Authors: Aida Guhlincozzi*, University of Illinois
Topics: Medical and Health Geography, Ethnicity and Race, Geographic Information Science and Systems
Keywords: Health Geography, Latinxs, health care accessibility, Peter Gould Paper Competition
Session Type: Paper
Start / End Time: 3:05 PM / 4:45 PM
Room: Madison A, Marriott, Mezzanine Level
Presentation File: No File Uploaded
The gap between Latinx population and culturally-matching physicians presents a potentially significant barrier to health care access for this large and growing population group. Latinx’s racial, cultural, and linguistic characteristics, along with their socio-economic behaviors, are changing the landscape of healthcare needs and interactions in both cities and nonmetropolitan areas.
This paper examines the spatial mismatch of Latinx physicians and Latinx patients in the United States, particularly those in exurban areas. Spatial mismatch is defined here as the (mis)placement of health care services which serve the needs of specific population groups. The paper employs a framework, based in intersectionality concepts and research from health geography and Latinx Studies, asserting that ethnic and immigrant groups have unique health care interests apart from the majority population.
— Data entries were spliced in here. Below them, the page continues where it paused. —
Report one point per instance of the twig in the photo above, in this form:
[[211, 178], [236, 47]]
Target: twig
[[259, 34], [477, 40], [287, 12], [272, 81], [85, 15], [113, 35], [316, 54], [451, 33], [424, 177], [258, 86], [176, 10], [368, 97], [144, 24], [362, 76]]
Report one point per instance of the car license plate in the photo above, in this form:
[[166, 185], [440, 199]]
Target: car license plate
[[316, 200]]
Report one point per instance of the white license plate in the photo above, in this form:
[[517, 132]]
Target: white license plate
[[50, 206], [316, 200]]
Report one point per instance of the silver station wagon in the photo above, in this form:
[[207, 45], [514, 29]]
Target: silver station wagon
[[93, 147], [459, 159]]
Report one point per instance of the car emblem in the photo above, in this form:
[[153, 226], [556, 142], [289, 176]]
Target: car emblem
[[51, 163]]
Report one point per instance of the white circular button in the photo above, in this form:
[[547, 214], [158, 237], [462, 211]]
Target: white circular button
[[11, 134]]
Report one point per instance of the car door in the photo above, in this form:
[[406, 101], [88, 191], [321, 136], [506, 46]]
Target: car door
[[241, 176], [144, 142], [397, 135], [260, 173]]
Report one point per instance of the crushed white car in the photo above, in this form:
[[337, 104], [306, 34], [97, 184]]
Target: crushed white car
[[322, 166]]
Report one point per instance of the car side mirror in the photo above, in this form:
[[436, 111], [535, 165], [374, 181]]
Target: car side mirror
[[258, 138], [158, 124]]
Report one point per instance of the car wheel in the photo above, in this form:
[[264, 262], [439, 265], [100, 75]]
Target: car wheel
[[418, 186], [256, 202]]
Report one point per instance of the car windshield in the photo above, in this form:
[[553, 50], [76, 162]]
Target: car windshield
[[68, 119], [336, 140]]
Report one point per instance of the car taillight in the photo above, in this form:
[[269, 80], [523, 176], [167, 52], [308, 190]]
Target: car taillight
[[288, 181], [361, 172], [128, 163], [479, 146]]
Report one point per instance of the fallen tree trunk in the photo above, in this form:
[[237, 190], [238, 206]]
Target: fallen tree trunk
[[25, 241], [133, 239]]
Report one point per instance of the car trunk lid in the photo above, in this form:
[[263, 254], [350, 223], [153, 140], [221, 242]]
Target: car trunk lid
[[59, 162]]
Such interests include the need to visit physicians who are culturally- and linguistically-matching, while obtaining high-quality, low-cost care, along with concerns about visibility and citizenship.
To identify spatial mismatch, this paper surveyed 32 Latinx adults living in an exurban suburb of Chicago, Illinois about their health care experiences. In addition, I estimated travel times for Latinx residents to all nearby Spanish language service-providing physicians in the selected community and in two other Chicago suburbs that experienced rapid recent growth in Latinx population.
Results showed the highest travel times to Spanish-language physicians, for Latinx residents in the suburb located farthest from Chicago. Many respondents also identified resource barriers including lack of insurance, high costs, and a lack of options in public transportation.